Sudah saatnya kita berubah, saatnya kita menentang segala diskriminasi atas nama apapun sekalipun atas nama agama, kalau tidak anak perempuan kita akan kehilangan masa depan, tertindas bahkan dibunuh.

****Ingin melihat wawancara dengan Malala Yousafzai http://youtu.be/_8TBa278v1Y
 ***Ingin mengirimkan pesan mendukung Malala? Tanda tangan petisi ini:http://www.avaaz.org/en/petition/We_support_you_Malala/?kfZFBdb


equivalent link
11/10/2012 11:29:22 pm

Well, saya pasti dukung petisi ini. Tapi saya Turut menyampaikan koreksi bahwa malala bukan pemenang dalam International Children's Peace Prize, melainkan sebagai salah satu nominasi. Trims mbak gadis.

[email protected] link
11/10/2012 11:45:22 pm

thanks koreksinya!

Salam,
Gadis

DUI lawyer Tahoe City California link
14/3/2013 12:29:12 pm

Hi, I read your full article and i found it so interesting but the video link you provided is not working.

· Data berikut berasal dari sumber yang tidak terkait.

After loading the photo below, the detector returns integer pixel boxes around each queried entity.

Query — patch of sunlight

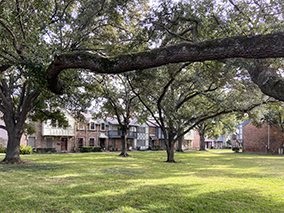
[52,173,80,179]
[77,190,121,198]
[21,195,36,200]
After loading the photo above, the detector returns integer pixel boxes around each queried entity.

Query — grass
[0,150,284,213]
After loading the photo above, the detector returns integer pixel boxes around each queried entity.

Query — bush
[93,146,102,152]
[154,145,161,150]
[81,146,93,152]
[20,145,33,155]
[35,147,56,153]
[232,146,240,152]
[0,146,7,153]
[81,146,102,152]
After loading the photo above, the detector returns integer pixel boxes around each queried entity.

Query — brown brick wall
[243,124,284,153]
[75,124,109,149]
[192,130,200,149]
[149,126,156,135]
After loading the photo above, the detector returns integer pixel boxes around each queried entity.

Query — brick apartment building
[243,123,284,154]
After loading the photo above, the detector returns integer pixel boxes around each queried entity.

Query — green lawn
[0,150,284,213]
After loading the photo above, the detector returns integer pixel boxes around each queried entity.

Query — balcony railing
[108,130,137,138]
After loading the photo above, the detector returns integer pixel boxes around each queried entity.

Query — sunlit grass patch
[0,150,284,212]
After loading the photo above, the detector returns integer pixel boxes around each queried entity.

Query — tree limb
[47,32,284,94]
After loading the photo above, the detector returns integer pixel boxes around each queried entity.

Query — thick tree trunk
[167,141,176,163]
[119,131,130,157]
[2,128,22,164]
[176,138,183,152]
[199,130,205,151]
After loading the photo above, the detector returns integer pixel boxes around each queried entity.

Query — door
[100,138,105,148]
[61,138,67,151]
[29,137,35,148]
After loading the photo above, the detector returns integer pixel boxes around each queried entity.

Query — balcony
[108,130,137,138]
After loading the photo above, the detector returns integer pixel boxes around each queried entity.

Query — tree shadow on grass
[0,163,64,173]
[7,184,284,213]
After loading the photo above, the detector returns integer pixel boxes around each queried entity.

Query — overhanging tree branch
[47,32,284,95]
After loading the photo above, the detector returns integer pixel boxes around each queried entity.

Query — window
[29,118,35,124]
[90,138,95,146]
[29,137,35,148]
[78,138,83,148]
[101,123,106,131]
[46,138,52,148]
[78,123,84,129]
[51,120,57,128]
[136,140,146,146]
[137,126,146,133]
[90,122,95,130]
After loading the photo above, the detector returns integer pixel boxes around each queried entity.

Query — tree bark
[176,137,183,152]
[166,140,176,163]
[2,126,23,164]
[199,128,205,151]
[47,32,284,93]
[119,131,130,157]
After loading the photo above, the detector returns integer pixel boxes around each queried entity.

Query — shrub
[232,146,240,152]
[0,146,7,153]
[81,146,102,152]
[81,146,93,152]
[20,145,33,155]
[93,146,102,152]
[154,145,161,150]
[35,147,56,153]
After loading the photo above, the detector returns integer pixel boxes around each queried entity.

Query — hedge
[35,147,56,153]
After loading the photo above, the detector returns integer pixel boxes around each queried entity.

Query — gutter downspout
[267,124,270,150]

Can you provide another link.

Ge
15/10/2012 03:59:05 am

Mba kompasiana itu kumpulan blog teman2, jangan lupa tulis nama penulisnya :D cantik, cerdas dan hebat sekali si Malala. Suka tulisannya :)

Gadis Arivia
15/10/2012 02:33:53 pm

Ok, thanks. Salut untuk Kompasiana.

Arsyad link
20/12/2012 07:53:23 am

salut untuk malala.
namun ada sedikit koreksi bahwa Allah telah menempatkan manusia (laki-laki dan perempuan) sesuai dengan kodratnya masing- masing yg telah dijabarkan dalam Al-Qur'an. janganlah lelaki bergaya seperti perempuan dan janganlah perempuan bergaya layaknya seorang lelaki.
apabila sikap dan perilaku seorang wanita telah mencerminkan kemuslimahannya dan harga dirinya sebagai seorang wanita maka insya Allah Dunia akan menjadi indah. "dunia ini adalah perhiasan, dan sebaik- baiknya perhiasan adalah wanita yang sholehah"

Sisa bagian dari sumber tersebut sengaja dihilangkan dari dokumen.